The world of digital transformation has got a new and a very topical entry: data strategy. With eight out of the ten of the largest organisations in the world stating that they make money from their data, companies big and small are turning their attentions to the business value of their own data and assessing how to turn it into a credible revenue driver.
So what is a data strategy?
Data strategy starts with outcomes. What are you trying to achieve and what does success look like? Understanding your end game is the starting point. An analysis of the day-to-day pain points you face will help you to identify the focus areas of your data strategy. For example, are you always questioning the accuracy of data in reports, rather than focusing and acting on the reports themselves? Do you always seem to have multiple versions of the truth?
In our experience, the two biggest issues facing organisations today are the quest for quality data and the never ending and sometimes unsolvable puzzle of systems integration. As an organisation grows, it collects data from all over the place and then adds systems to collect and manage the resulting data puddle it creates. This brews ever more complex problems.
Understanding your pain points as well as the processes and systems through which your data currently flows to the end user will tell you about the quality of data that needs to be fixed at the root. The exhilarating ride of data strategy starts at the bottom of the mountain with the quest for quality. The desired outcome is to achieve data purity and accuracy.

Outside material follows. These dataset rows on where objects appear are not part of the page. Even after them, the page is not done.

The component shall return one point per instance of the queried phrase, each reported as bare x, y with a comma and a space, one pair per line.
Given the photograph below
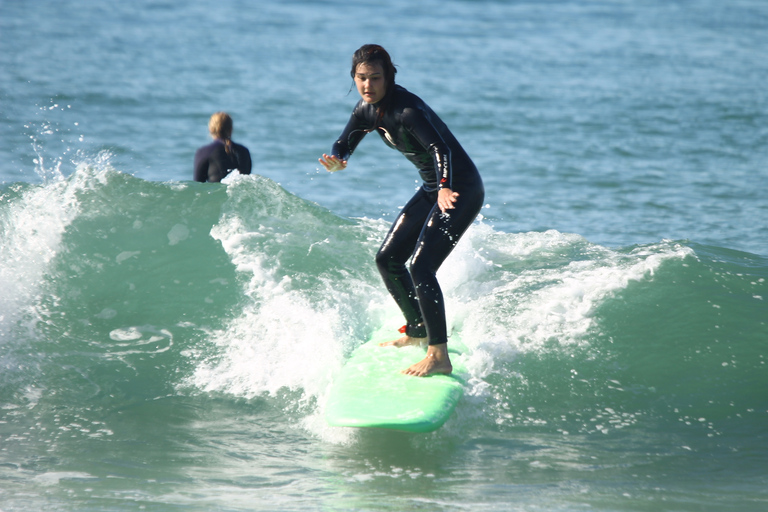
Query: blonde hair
220, 126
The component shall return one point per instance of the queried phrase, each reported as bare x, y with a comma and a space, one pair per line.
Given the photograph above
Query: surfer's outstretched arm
332, 163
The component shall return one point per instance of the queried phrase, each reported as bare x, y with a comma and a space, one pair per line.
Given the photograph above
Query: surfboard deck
371, 392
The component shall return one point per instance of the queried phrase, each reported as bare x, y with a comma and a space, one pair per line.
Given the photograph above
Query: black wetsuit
212, 163
421, 231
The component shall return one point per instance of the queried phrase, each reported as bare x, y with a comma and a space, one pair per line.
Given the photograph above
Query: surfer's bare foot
404, 342
436, 362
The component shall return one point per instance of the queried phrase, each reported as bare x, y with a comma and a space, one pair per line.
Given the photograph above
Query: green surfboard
370, 390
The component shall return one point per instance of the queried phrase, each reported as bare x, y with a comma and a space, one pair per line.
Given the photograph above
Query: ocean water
169, 345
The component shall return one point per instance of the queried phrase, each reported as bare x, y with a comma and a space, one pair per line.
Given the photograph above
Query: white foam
505, 294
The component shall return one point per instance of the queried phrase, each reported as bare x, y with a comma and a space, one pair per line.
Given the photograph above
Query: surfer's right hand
332, 163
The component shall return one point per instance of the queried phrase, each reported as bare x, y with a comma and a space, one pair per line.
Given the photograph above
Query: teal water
169, 345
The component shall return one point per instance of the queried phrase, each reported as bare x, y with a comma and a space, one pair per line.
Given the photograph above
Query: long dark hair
368, 54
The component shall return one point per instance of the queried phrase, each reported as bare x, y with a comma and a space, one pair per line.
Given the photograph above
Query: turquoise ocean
167, 345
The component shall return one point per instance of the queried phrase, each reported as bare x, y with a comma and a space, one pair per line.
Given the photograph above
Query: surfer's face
370, 82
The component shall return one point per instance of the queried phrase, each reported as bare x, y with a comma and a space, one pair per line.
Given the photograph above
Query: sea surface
167, 345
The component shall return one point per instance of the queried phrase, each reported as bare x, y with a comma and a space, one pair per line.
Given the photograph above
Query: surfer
431, 223
216, 160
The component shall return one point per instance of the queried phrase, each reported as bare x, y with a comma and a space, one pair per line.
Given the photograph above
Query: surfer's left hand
446, 199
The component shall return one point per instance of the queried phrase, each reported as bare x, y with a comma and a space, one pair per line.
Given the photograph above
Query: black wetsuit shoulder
413, 128
212, 163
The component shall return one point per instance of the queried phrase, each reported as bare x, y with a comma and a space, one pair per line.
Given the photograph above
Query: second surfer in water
431, 223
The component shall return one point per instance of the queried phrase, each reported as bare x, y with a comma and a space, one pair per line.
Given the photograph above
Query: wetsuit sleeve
353, 133
244, 160
421, 128
201, 166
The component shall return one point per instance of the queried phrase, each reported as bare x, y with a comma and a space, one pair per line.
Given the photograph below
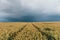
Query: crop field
29, 30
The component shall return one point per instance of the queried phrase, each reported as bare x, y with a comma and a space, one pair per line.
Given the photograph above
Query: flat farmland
29, 30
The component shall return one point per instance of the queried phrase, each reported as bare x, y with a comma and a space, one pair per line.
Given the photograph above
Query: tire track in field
49, 37
13, 35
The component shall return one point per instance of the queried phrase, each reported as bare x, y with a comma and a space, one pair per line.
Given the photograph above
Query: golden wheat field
30, 31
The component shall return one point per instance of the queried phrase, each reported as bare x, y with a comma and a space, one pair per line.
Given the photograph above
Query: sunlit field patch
30, 31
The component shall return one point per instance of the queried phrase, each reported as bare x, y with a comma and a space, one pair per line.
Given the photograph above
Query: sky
29, 10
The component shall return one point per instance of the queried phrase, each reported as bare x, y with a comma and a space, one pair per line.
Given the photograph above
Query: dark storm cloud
29, 10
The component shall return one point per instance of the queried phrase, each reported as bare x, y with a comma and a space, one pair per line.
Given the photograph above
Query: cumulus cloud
18, 9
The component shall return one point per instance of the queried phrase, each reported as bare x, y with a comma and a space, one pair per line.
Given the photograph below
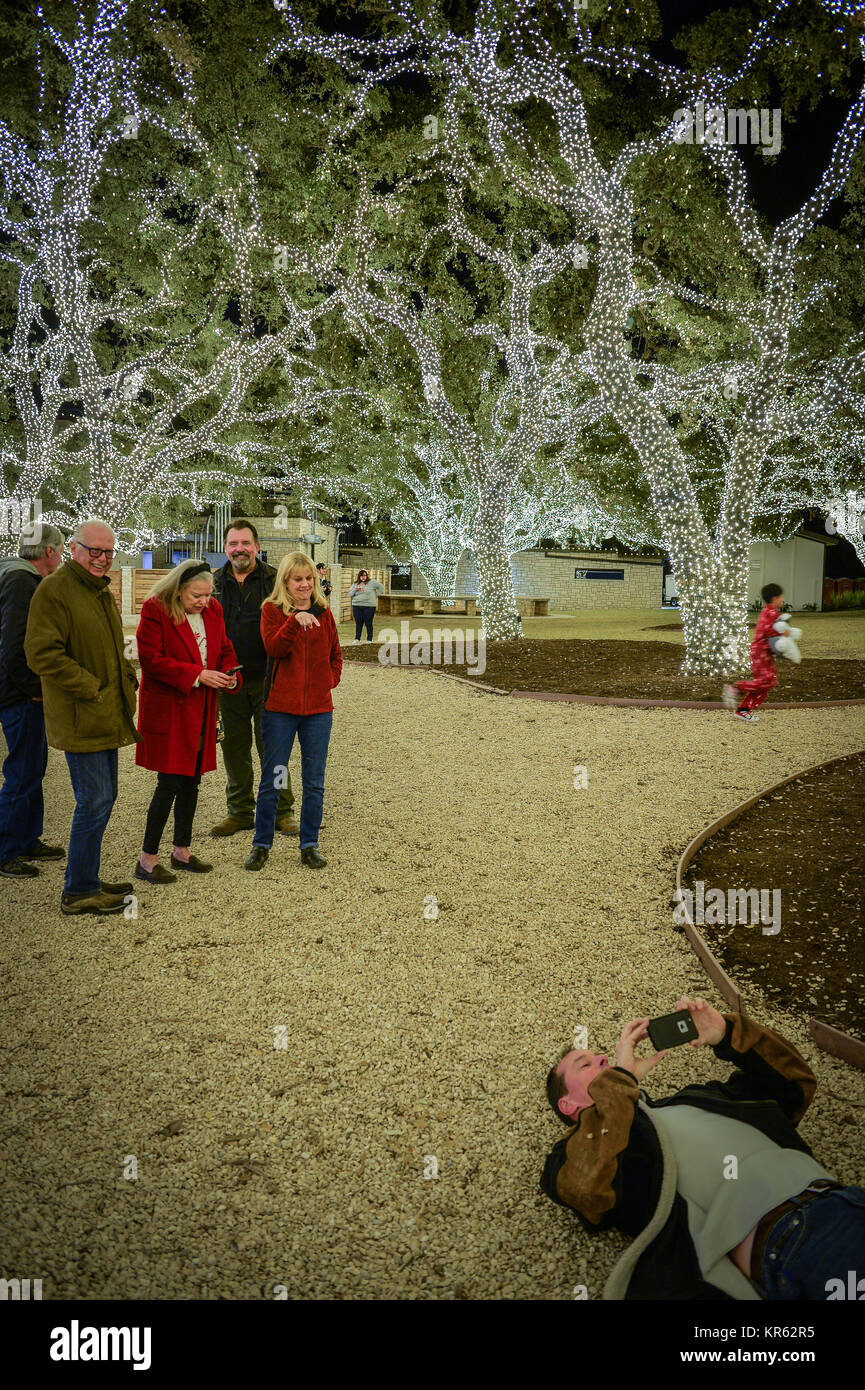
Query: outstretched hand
632, 1034
711, 1025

The context of your organisation will define the most appropriate data strategy. For example, if you have high quality, well-managed and governed data, your data strategy will focus on generating insights, analytics and data science.
This is why, as a start point for data strategy, we create a digital maturity model for our clients. This gives you a clear understanding of where you are in your digital transformation journey and which areas of your business your data strategy should concentrate on and prioritise.

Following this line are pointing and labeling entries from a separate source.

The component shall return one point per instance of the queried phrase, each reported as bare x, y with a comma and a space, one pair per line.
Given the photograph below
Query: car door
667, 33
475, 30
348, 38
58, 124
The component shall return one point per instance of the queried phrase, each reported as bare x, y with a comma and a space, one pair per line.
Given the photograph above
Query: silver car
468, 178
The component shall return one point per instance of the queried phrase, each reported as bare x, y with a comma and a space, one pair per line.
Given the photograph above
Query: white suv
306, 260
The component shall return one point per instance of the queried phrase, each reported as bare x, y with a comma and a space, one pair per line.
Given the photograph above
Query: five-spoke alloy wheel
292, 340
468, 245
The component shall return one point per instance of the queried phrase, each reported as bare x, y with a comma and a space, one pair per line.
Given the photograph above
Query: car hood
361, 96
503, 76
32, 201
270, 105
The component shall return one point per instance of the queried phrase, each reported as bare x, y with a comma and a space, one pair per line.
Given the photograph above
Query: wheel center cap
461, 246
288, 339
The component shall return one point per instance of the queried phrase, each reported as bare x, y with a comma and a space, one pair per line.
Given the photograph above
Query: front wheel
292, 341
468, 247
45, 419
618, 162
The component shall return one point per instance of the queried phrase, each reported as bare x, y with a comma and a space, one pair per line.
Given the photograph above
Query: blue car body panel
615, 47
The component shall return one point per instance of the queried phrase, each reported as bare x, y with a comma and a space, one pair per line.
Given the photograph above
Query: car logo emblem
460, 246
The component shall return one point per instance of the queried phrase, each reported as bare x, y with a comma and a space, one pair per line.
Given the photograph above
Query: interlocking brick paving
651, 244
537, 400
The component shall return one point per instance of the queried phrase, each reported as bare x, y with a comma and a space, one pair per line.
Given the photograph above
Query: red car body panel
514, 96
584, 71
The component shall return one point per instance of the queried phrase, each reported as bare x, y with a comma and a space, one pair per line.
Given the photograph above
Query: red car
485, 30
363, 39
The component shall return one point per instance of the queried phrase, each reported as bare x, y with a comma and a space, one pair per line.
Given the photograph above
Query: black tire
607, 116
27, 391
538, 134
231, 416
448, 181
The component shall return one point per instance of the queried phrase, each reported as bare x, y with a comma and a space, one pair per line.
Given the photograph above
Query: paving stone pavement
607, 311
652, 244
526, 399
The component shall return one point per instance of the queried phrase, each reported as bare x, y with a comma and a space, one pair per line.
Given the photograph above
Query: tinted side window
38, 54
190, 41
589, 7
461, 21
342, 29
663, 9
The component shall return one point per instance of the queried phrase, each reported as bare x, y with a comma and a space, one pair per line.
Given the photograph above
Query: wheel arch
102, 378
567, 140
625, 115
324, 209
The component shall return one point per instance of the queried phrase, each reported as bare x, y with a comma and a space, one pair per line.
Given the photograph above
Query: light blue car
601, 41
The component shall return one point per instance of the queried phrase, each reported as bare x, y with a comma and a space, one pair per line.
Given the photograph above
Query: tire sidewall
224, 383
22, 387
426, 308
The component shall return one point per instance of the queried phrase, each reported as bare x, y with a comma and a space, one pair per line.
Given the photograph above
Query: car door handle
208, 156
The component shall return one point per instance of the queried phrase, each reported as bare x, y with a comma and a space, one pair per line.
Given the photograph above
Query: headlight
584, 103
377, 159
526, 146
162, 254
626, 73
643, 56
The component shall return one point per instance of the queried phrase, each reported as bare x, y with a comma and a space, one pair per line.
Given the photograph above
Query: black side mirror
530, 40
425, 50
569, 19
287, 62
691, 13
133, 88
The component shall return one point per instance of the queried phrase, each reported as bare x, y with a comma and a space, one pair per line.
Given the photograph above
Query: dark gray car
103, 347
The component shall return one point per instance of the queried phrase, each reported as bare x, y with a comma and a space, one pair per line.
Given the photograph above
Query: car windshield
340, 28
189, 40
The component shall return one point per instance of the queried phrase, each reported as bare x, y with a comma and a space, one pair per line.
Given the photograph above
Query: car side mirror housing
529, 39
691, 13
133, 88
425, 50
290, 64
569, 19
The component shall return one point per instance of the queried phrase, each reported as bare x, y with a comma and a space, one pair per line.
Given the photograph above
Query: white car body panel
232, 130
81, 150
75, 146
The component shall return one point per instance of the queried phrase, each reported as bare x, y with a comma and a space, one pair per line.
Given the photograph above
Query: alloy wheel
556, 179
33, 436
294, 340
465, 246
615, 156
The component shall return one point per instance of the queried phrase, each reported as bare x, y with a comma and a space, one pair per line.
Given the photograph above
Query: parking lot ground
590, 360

The actionable element within your data strategy is equally important. While the main deliverable should be a roadmap and a plan of action to drive outcomes and to fix processes, tech, data and people along the way; it also needs to demonstrate business value in the short term to gain stakeholder buy-in for longer term investment.

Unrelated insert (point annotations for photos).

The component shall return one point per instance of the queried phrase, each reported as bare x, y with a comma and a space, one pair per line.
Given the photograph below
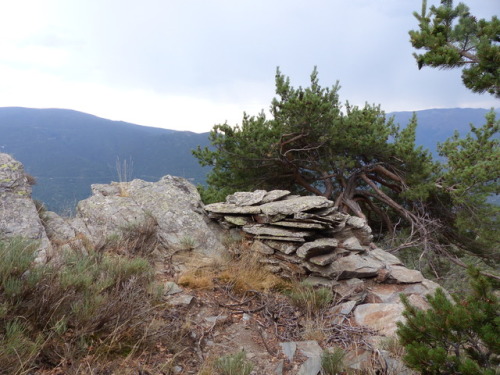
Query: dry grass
88, 309
242, 272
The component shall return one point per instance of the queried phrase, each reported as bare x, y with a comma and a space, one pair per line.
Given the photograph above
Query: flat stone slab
356, 265
274, 195
323, 260
381, 317
283, 247
264, 230
402, 274
262, 248
237, 220
352, 243
385, 257
227, 208
294, 205
246, 198
356, 222
318, 247
278, 238
299, 224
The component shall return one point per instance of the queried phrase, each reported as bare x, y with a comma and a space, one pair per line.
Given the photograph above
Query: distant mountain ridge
67, 150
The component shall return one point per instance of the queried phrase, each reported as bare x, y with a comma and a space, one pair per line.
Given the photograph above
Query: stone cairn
306, 231
306, 237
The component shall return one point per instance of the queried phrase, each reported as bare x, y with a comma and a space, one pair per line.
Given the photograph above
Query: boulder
356, 265
18, 213
318, 247
173, 203
245, 198
291, 206
402, 274
381, 317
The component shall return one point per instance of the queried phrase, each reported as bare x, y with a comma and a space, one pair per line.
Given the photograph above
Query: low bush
310, 298
332, 362
82, 304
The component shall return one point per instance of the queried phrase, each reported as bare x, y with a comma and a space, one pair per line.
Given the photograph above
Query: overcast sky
190, 64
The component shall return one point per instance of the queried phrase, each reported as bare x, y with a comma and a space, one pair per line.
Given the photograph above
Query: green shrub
17, 349
233, 364
80, 303
454, 338
332, 362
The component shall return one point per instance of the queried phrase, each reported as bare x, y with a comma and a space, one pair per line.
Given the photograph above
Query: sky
191, 64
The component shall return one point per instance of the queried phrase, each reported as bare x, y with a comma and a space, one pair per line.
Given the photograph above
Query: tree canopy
453, 38
313, 144
368, 165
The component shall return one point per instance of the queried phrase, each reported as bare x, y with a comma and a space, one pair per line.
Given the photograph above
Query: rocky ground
211, 261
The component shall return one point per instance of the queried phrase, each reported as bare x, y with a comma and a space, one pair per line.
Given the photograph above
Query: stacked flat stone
307, 238
307, 231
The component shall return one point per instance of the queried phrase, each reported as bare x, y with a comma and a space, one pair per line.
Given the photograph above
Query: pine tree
453, 38
313, 145
454, 337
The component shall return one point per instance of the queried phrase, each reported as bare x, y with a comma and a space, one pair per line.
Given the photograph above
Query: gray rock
402, 274
384, 257
246, 198
172, 202
320, 281
356, 265
284, 247
381, 317
356, 222
352, 289
263, 230
309, 348
226, 208
323, 260
312, 366
237, 220
18, 214
344, 308
180, 300
279, 238
298, 224
275, 195
288, 349
262, 248
171, 288
291, 206
352, 243
318, 247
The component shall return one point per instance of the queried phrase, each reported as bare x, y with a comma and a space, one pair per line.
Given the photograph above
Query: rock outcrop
18, 213
296, 237
306, 237
172, 204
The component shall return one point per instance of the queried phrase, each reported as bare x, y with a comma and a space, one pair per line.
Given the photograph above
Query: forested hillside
67, 151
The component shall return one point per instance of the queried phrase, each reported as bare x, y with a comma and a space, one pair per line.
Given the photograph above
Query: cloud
191, 64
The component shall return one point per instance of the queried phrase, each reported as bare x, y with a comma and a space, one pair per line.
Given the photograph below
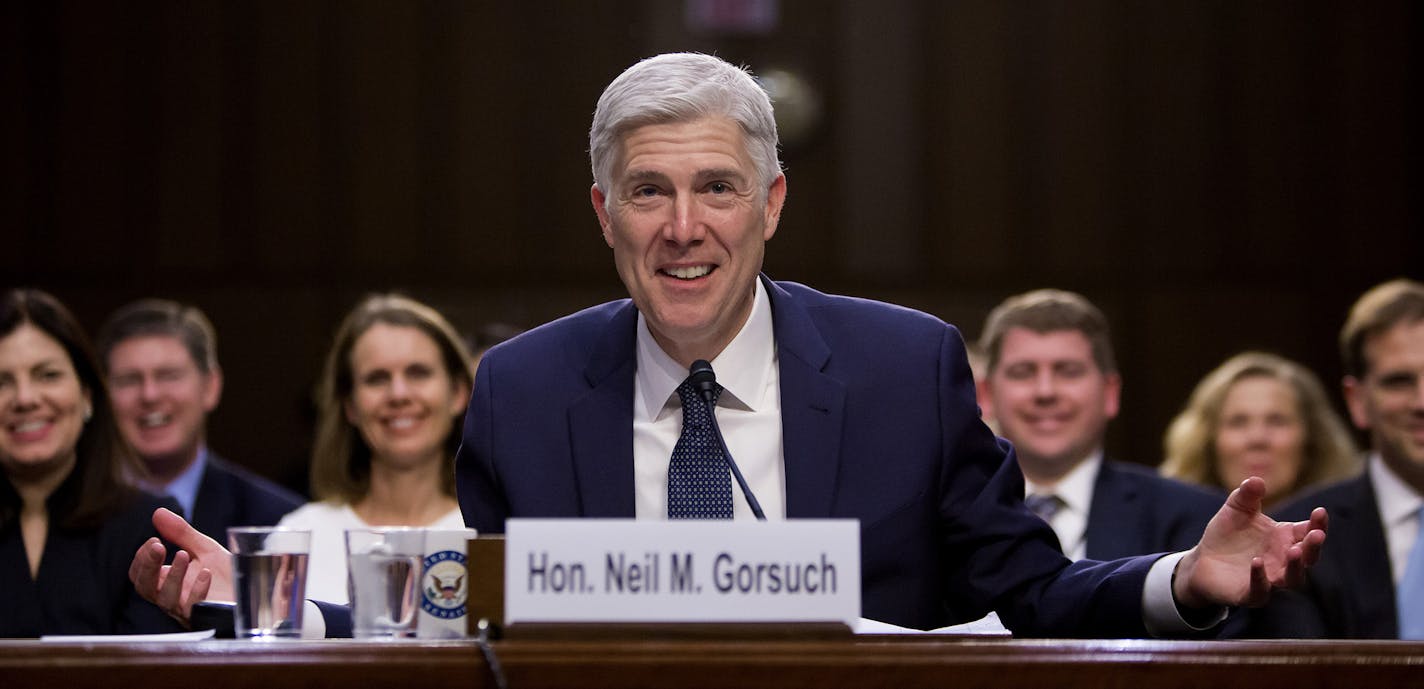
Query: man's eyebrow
722, 174
644, 175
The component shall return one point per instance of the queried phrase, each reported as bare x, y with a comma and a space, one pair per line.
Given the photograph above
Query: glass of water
385, 567
269, 580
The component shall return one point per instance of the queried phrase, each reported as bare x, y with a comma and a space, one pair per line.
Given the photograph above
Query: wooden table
863, 661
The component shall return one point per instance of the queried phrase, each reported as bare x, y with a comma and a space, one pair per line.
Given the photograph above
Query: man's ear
1354, 393
986, 397
1112, 396
212, 389
601, 209
775, 200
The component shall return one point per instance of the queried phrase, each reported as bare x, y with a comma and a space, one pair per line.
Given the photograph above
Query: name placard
682, 571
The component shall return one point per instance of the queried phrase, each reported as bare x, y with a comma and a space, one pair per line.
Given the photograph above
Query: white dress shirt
1399, 513
749, 413
1075, 493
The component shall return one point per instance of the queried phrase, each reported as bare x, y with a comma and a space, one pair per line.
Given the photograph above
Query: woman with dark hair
70, 520
390, 400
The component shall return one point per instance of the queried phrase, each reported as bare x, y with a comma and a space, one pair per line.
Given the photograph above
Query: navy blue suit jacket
1350, 591
1137, 511
229, 496
879, 423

So; what actionable recommendations should a data strategy cover?
- A benchmark on your organisation’s maturity with data (the penny drop moment)
- A plan on how to convert the data swamp you have built into a well governed data set
- Recommendations on solving the ‘I am at crossroads with my system’ puzzle
- A way to chart your journey from MI (Management Information) to BI (Business Intelligence) to Analytics to Machine learning
- A clear picture of the data team of today and future for you
- A way to keep regulators at bay with good data governance
- A roadmap of automating your processes
Tip – When choosing a partner to write a data strategy, look out for their commercial and leadership experience; not just their data expertise. Otherwise you are in danger of getting a set of tactical technical recommendations rather than a plan to achieve your outcomes.
- Start with outcomes and work backwards. Don’t fall into the trap of starting with data and technology.
- The first question to ask is: ‘What outcomes are you looking to deliver?’ rather than ‘What technology you use?’
- Fix strategic issues rather than tactics. Remember you are writing a strategy and not a set of tactics.
- Ensure the data strategy proves value along the way.
- Choose a data partner with strong commercial and leadership experience. Strategy is NOT a set of tactics.